Saturday, 16 February 2008

Funny Stuff and Bookish Snippets

An Archbishop of Canterbury Tale from Iowahawk.

That "wickedly subversive" Cambridge don, Mary Beard, reveals her next writing project: What Made The Romans Laugh.

What makes historians think they're qualified to write historical fiction? Joel Rickett in The Guardian reports that increasing numbers of academics are doing just that.

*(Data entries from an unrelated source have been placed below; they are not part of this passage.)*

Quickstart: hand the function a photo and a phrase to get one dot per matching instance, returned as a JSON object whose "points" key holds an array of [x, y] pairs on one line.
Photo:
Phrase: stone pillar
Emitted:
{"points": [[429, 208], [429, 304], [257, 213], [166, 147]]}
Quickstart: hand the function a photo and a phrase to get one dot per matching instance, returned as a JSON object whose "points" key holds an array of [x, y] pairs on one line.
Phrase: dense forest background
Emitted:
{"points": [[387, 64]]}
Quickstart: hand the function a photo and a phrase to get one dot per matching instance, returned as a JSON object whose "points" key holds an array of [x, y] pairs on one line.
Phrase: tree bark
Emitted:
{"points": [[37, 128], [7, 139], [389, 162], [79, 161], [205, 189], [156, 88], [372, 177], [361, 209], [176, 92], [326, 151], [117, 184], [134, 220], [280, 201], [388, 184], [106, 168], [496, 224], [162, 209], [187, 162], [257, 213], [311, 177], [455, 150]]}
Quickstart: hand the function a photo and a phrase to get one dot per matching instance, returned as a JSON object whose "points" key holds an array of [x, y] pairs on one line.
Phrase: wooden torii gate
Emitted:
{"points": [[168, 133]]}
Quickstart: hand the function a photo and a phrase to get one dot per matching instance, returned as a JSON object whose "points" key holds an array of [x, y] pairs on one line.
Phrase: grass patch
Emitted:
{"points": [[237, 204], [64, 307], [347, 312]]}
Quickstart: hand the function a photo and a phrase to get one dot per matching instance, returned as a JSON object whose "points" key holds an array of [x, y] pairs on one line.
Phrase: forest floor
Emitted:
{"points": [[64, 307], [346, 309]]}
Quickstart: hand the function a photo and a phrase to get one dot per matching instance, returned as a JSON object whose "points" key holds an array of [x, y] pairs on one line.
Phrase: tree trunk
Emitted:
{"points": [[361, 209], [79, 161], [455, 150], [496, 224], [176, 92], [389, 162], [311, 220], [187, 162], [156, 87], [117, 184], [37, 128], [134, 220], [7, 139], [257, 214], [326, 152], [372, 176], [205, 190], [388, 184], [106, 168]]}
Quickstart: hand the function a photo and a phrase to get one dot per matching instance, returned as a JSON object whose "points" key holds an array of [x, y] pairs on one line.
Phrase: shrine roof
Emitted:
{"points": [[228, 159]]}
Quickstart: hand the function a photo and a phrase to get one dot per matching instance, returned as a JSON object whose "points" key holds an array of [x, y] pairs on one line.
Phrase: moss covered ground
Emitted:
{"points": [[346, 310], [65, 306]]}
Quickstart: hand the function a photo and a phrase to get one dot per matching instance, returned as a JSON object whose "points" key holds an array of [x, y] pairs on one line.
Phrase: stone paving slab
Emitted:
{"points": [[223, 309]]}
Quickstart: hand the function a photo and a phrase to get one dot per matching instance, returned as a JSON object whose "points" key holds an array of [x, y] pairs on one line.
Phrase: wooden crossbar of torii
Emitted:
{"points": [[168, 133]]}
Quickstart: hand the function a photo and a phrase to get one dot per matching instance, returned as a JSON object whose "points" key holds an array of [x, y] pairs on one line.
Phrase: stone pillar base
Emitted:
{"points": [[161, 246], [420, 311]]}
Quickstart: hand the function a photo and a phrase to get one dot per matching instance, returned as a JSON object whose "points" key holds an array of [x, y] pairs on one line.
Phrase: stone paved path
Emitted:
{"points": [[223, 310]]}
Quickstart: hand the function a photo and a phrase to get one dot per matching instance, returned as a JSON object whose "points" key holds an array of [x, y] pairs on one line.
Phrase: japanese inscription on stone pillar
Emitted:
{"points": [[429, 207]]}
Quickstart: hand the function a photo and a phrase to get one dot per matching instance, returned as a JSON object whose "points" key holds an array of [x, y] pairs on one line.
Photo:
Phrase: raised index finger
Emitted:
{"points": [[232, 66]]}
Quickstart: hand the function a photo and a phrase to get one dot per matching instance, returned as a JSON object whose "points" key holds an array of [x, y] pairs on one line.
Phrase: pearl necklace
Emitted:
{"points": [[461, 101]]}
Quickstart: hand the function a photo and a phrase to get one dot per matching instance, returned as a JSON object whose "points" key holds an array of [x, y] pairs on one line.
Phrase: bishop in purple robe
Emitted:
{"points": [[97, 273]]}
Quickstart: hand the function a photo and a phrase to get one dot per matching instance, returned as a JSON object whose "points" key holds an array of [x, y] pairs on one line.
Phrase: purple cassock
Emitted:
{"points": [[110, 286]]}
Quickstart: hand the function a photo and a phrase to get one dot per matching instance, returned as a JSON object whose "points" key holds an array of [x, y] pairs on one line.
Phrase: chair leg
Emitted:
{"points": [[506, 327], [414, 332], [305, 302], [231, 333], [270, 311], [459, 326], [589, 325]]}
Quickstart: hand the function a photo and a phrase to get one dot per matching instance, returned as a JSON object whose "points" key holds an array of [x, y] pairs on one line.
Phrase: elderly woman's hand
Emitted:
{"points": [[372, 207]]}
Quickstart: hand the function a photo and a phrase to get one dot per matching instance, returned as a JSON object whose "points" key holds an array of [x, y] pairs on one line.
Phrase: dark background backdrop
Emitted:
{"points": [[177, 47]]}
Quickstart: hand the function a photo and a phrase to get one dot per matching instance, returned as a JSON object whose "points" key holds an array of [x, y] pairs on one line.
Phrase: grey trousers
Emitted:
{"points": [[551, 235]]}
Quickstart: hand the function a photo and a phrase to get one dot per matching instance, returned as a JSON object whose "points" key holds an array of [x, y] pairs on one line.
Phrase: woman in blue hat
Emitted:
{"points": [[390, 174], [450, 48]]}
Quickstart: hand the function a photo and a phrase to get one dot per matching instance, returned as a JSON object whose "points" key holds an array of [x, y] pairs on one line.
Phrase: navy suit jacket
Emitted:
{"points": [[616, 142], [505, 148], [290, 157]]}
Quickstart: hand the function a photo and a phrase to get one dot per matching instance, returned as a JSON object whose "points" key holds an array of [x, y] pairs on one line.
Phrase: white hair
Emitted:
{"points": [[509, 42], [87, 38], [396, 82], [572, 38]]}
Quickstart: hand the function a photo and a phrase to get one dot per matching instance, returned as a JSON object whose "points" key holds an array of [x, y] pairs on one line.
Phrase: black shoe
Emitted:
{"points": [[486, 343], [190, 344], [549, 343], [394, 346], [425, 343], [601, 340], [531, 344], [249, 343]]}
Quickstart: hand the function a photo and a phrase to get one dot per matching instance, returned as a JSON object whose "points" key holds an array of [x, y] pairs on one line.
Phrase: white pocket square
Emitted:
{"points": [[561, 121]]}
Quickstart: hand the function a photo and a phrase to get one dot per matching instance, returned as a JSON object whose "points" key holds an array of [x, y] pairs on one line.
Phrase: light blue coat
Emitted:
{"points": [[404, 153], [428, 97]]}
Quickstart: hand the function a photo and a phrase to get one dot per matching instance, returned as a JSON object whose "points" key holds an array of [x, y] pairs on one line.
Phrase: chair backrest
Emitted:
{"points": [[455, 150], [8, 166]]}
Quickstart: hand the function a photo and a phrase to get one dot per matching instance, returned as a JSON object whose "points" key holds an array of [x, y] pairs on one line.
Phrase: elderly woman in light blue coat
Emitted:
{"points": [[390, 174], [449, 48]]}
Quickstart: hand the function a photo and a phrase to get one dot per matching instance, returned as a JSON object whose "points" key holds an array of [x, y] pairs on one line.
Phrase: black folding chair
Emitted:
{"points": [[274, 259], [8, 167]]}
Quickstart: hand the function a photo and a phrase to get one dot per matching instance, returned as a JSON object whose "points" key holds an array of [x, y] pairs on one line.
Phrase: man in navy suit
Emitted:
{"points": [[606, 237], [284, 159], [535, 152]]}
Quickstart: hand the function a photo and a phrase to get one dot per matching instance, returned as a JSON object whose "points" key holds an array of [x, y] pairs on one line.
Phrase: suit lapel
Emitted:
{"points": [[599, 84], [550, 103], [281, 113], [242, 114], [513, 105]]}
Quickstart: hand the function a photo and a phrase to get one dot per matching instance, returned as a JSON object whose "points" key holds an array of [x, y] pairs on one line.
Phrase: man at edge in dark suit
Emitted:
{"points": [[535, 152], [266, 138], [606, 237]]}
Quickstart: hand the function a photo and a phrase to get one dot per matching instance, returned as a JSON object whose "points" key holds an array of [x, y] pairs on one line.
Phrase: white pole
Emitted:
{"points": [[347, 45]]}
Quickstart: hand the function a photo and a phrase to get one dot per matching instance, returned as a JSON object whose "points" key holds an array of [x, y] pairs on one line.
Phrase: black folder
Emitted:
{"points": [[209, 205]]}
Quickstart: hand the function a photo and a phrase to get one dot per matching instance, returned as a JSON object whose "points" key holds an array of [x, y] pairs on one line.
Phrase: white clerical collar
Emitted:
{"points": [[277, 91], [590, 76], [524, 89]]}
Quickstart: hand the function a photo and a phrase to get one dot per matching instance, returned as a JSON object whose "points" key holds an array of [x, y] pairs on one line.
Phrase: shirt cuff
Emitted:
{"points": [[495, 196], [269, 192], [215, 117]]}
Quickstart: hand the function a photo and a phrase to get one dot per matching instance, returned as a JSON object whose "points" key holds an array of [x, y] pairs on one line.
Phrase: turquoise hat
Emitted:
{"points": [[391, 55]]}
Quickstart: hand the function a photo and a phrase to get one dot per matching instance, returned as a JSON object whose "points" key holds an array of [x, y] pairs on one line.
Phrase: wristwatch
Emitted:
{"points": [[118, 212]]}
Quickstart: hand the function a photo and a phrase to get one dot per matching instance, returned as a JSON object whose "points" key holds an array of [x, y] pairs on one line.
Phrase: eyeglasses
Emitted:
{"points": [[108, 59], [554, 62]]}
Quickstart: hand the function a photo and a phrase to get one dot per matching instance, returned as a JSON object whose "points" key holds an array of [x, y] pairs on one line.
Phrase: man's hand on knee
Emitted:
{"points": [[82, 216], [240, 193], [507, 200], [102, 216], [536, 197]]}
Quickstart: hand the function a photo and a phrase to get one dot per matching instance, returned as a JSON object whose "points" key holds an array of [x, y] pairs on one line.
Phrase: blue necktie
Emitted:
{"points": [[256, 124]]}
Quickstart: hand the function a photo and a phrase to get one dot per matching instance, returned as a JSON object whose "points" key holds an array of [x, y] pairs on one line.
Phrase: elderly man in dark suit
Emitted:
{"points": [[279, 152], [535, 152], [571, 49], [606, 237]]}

James Holland, The Burning Blue and A Pair of Silver Wings
Alison Weir, Innocent Traitor, The Lady Elizabeth
Simon Sebag Montefiore, Sashenka (Perhaps he got some handy tips from wife Santa Montefiore, who writes historical romances)
Katie Hickman, The Aviary Gate
Stella Tillyard, famous for the bestselling Aristocrats, has sold two historical novels, the first of which will be published in 2010.

Perhaps it's because the most popular historical non-fiction these days is being written by historians who know how to tell a good story with vividly drawn characters and convincing settings. As long as they resist the temptation to weigh down their fiction with a burden of historical detail, they should add greatly to the gaiety of (reading) nations. Which is more than can be said for this recent crop of hapless historicals (unless the reviewer is one of those snooty types who thinks historical fiction is all rather rubbish).

And then of course there's the mega-selling Philippa Gregory who has a history degree and published her first historical novel around the same time as she got her PhD in 18th-century literature. Here she is in The Times on how her novel The Other Boleyn Girl got the Hollywood treatment.

1 comment:

Sarah Johnson said...

Sashenka sounds like another for the TBR pile, sigh. I find it hard to track UK-pubbed historicals because so many are categorized (as was this one) in Amazon as "modern fiction."

I wasn't sure whether to believe the Telegraph reviewer's opinions on those four historicals. I'll probably buy Godiva and judge for myself on that one, but Lion and the Rose is, indeed, as poorly written as he describes.